In total, 249 data samples were tested using the DenseNet model, which used combinations of sound and image data from machined surface as input data, including 100 samples of chatter and 149 samples of stability (Figure 17). However, the model predicted 95 samples as chatter and 5 samples as stability, indicating a predicting error in five samples. Of the 149 images in the stable machining group, 4 were assigned to the chatter group, and the remaining 145 images were correctly classified. After evaluating the false cases, the model’s accuracy on the testing set was 96.3%. This is less accurate than the model that used only images as input data (98.8%) but higher than the DenseNet model’s score when using the acoustic data set (93.57%). There is a remarkable improvement in the accuracy of chatter detection with this image-merge data set. Information regarding the accuracy of this case is presented in Table 7.

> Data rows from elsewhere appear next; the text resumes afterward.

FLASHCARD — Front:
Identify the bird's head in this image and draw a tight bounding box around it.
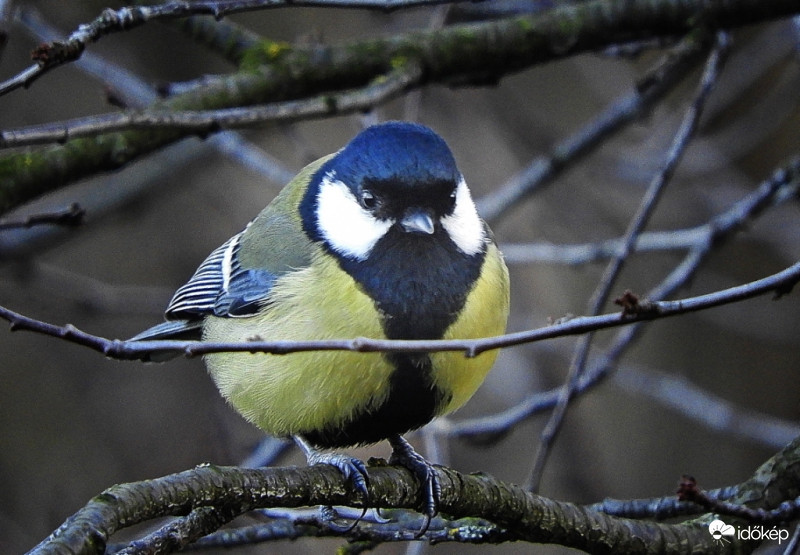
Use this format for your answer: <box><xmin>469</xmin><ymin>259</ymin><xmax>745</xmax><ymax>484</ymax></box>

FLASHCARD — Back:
<box><xmin>301</xmin><ymin>122</ymin><xmax>486</xmax><ymax>260</ymax></box>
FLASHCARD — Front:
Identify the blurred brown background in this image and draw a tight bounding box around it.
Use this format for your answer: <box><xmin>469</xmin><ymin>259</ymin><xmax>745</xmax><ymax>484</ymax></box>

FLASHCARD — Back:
<box><xmin>0</xmin><ymin>1</ymin><xmax>800</xmax><ymax>553</ymax></box>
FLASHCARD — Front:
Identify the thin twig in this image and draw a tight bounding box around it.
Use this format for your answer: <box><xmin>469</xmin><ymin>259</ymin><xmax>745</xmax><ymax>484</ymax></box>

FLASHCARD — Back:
<box><xmin>477</xmin><ymin>30</ymin><xmax>709</xmax><ymax>223</ymax></box>
<box><xmin>0</xmin><ymin>0</ymin><xmax>466</xmax><ymax>96</ymax></box>
<box><xmin>0</xmin><ymin>62</ymin><xmax>422</xmax><ymax>148</ymax></box>
<box><xmin>0</xmin><ymin>262</ymin><xmax>800</xmax><ymax>360</ymax></box>
<box><xmin>528</xmin><ymin>32</ymin><xmax>729</xmax><ymax>491</ymax></box>
<box><xmin>0</xmin><ymin>203</ymin><xmax>86</xmax><ymax>231</ymax></box>
<box><xmin>678</xmin><ymin>476</ymin><xmax>800</xmax><ymax>524</ymax></box>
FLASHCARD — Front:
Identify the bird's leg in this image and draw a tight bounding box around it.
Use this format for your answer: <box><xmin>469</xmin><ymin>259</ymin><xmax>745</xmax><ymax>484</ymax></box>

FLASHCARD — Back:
<box><xmin>389</xmin><ymin>434</ymin><xmax>442</xmax><ymax>538</ymax></box>
<box><xmin>292</xmin><ymin>435</ymin><xmax>369</xmax><ymax>532</ymax></box>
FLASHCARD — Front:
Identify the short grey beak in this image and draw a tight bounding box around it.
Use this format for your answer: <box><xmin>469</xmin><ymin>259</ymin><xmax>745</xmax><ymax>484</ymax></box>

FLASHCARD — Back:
<box><xmin>400</xmin><ymin>210</ymin><xmax>433</xmax><ymax>235</ymax></box>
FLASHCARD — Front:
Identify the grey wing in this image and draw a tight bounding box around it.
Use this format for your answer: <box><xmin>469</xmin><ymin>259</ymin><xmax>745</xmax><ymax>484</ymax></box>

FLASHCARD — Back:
<box><xmin>131</xmin><ymin>226</ymin><xmax>276</xmax><ymax>341</ymax></box>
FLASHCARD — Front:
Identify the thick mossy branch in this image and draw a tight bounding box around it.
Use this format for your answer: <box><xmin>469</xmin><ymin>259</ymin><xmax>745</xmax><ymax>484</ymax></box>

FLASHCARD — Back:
<box><xmin>0</xmin><ymin>0</ymin><xmax>800</xmax><ymax>213</ymax></box>
<box><xmin>31</xmin><ymin>439</ymin><xmax>800</xmax><ymax>554</ymax></box>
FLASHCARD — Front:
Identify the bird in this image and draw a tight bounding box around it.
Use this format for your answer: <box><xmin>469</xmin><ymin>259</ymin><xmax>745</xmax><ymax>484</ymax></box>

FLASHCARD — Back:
<box><xmin>132</xmin><ymin>121</ymin><xmax>510</xmax><ymax>530</ymax></box>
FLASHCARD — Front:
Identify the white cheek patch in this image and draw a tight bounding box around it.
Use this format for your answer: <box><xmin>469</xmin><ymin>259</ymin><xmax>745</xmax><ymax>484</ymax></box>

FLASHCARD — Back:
<box><xmin>317</xmin><ymin>173</ymin><xmax>392</xmax><ymax>260</ymax></box>
<box><xmin>442</xmin><ymin>178</ymin><xmax>486</xmax><ymax>256</ymax></box>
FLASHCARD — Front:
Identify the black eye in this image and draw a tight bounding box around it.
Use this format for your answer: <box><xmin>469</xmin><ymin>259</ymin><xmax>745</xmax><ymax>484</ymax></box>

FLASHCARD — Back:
<box><xmin>360</xmin><ymin>191</ymin><xmax>378</xmax><ymax>210</ymax></box>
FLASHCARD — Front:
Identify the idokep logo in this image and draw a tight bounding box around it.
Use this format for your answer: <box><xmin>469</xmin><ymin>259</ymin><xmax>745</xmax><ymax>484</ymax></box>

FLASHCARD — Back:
<box><xmin>708</xmin><ymin>520</ymin><xmax>789</xmax><ymax>545</ymax></box>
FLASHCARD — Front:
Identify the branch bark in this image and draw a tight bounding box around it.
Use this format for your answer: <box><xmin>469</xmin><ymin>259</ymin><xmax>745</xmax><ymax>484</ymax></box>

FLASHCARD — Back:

3.5. Model Results with Input Data of the Two-Input Model

In this section, the results obtained from the proposed method are presented. The following graphs illustrate the data set’s accuracy and loss curves, whose features were extracted using the 2_input model. Transfer learning techniques extracted parts from the data set, and the models were trained in 50 epochs. The stability of the training can be observed from the 16th epoch through the curves in Figure 18.

After 50 epochs, the two-input model achieved an accuracy of 98.7% when generating surface images of the workpiece combined with the corresponding sound captured during the machining process. The model evaluation results are shown in Table 8. To illustrate the predictive power of the deep learning model, we compared the accuracy of its results using the confusion matrix. Out of 249 test data samples, there were 100 machining group chatter samples with vibration; the model predicted two pieces of data incorrectly. Of the 149 images of the vibration-free machining group, two pieces of data were assigned to the chatter group, and the remaining 147 samples were correctly classified. After evaluating the misleading data, the model achieved a prediction accuracy of 98.7%. As observed in Figure 19, the wrong samples are distributed in both data sets.

When comparing the model performance criteria for the different input data sets (Table 9), the F1_score metric shows that the DenseNet model performed the best on the image data set, with an accuracy of 98%. The second best performing model was the DenseNet model that was trained on a data set consisting of combined audio and image inputs, with an accuracy of 95%. The worst performing model was trained on an audio-only data set, with an accuracy of 92%. This demonstrates that a combination of image and audio inputs results in higher accuracy than when classifying audio files alone. When comparing the accuracy of the two-input model to the other three models, it ranked second, with an accuracy of 97%. This indicates that the two-input model learned better features than the combined image or audio inputs. Although the accuracy of the two-input model was lower than that of the image data set model, the overall quality of the input data set was better, and the data were more diverse.

3.6. Discussion

Academically, this research has achieved good results related to building a vibration detection model based on the concept of designing and manufacturing machining equipment, specifically a CNC lathe that can hear and see to detect abnormal problems. Chatter detection during machining is performed when detecting and checking the product after machining a part. At this point, the spindle stops, and the device takes pictures to determine which areas are stable and which are chattered (Figure 20). This means that the device will check the quality of the entire product surface before deciding to process the next part. Then, the shutter speed and image noise factors will be removed. It is essential to eliminate mass product failures.

However, for the results of this study to apply to the actual production model in the case of both processing and testing (Figure 21), the confounding factors must be minimized. Regarding image acquisition, a high-speed camera is required for continuous shooting so that the image is not blurred. As well as in the machining process, it is necessary to arrange the camera in a position less affected by chips and cooling water. Similarly, acoustic noise factors should also be limited when collecting sound data for training or testing, such as spindle motor sounds, tool change sounds, etc. However, these difficulties will be eliminated when there is specialized equipment and optimal noise filtering algorithms in the future.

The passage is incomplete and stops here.